With Gazprom increasingly having to compete with lower-priced fuel on the European spot market, Medvedev made sure to note that Gazprom would offer “acceptable and reasonable” rates for the fuel from Nord Stream. The project's first line is scheduled to begin supplies in 2011.

The president also echoed Putin by taking a poke at the protracted environmental considerations by Sweden, Finland and Denmark, which delayed the start of construction by a year.

“Unprecedented preparatory work has been done,” he said. “Frankly speaking, it sometimes seemed to me that it would never end. But it did.”

Following a few more congratulatory speeches, including one by European Union Energy Commissioner Guenther Oettinger and a pre-recorded video message from German Chancellor Angela Merkel, a broadcast showed two workers in green overalls and snow-white gloves welding together two pipes outside the tent.

Medvedev, flanked by Gazprom chief Alexei Miller and Schroeder, walked to the pipes — one bearing the name Russia and the other Europe — and wrote “best of luck” with a white marker pen.

Putin chose to be in Novosibirsk on Thursday and Friday to hold a meeting on higher education and inspect how the cash-for-clunkers program was functioning in the regions.

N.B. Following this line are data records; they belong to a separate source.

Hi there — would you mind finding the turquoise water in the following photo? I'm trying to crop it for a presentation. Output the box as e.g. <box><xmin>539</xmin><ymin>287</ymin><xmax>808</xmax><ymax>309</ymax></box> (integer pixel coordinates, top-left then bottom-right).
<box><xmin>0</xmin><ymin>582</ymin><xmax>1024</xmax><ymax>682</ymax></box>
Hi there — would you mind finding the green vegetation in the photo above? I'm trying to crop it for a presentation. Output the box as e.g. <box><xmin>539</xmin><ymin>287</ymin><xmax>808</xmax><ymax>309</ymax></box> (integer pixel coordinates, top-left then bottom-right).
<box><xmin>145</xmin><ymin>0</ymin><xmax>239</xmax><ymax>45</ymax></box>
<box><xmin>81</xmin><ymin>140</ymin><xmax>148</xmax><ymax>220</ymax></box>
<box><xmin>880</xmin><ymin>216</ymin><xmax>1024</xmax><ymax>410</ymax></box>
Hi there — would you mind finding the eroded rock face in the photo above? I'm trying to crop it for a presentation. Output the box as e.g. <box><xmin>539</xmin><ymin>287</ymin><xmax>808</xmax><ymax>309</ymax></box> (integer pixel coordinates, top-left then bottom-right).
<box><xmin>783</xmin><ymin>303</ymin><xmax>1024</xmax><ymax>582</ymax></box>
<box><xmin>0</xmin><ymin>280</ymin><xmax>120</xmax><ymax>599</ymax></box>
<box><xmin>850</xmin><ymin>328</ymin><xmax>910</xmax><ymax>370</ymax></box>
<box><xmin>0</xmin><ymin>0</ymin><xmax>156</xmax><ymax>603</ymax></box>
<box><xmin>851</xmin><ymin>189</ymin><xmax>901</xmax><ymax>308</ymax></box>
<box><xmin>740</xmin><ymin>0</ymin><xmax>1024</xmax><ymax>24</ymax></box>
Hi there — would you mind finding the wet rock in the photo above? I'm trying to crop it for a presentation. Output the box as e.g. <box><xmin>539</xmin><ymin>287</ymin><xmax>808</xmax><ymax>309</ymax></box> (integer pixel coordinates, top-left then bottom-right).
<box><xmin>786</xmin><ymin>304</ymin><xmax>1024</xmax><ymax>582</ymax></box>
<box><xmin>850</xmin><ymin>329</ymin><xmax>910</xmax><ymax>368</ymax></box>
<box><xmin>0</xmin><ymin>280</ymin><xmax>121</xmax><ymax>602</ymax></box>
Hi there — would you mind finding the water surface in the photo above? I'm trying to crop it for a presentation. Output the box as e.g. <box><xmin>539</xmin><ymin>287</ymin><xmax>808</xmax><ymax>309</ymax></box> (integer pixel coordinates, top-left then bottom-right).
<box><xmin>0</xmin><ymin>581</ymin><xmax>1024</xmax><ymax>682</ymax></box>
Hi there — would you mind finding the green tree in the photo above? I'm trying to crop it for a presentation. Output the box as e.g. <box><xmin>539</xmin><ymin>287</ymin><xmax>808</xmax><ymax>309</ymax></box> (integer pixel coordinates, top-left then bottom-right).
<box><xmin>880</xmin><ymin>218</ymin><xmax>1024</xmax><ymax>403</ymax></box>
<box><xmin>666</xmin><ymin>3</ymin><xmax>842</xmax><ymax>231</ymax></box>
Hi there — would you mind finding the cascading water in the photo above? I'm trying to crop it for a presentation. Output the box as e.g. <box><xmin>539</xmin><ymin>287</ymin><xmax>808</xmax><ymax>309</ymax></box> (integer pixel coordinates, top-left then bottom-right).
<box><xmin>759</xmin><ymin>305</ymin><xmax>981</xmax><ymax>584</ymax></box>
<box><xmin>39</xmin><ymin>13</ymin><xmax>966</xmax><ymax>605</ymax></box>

Putin also appeared to drop a hint as to why he was skipping the long-delayed Nord Stream ceremony Thursday, when Mordovia's president, Nikolai Merkushkin, invited him to visit the republic this summer to cut a ribbon for new university buildings.

“There are other good people around to cut ribbons,” Putin replied.

While Putin may not have been referring to Medvedev, the phrase was a typical example of how the prime minister likes to show his supremacy, said Konstantin Simonov, director of the Foundation for National Energy Security, a think tank.

“'It's clear that you wouldn't have been able to manage this if it weren't for me, but it's all right to entrust at least something to you,'" Simonov said, suggesting this was Putin's thinking on skipping the pipeline opening.

“This way, he underlined his role in this project in a more elegant manner,” Simonov said. “This way of demonstrating his complete domination over others has a jesuit shade.”

Since becoming president in May 2008, Medvedev also has appeared at the grand openings of two other major gas projects that stem from Putin's time in the Kremlin: the start of production at the giant Yuzhno-Russkoye field and the launch of a liquefied natural gas plant in Sakhalin.

Russia and Austria are scheduled to sign an intergovernmental agreement on the construction of South Stream by the end of this month, Gazprom chief Miller told reporters on Friday. Austria is the final country that Gazprom has asked to join the project.

Miller also said the severe winter led to an increase in his company's output, prompting the world's largest gas producer to boost its 2010 production estimate to 529 billion cubic meters from 521 bcm, or by 1.5 percent.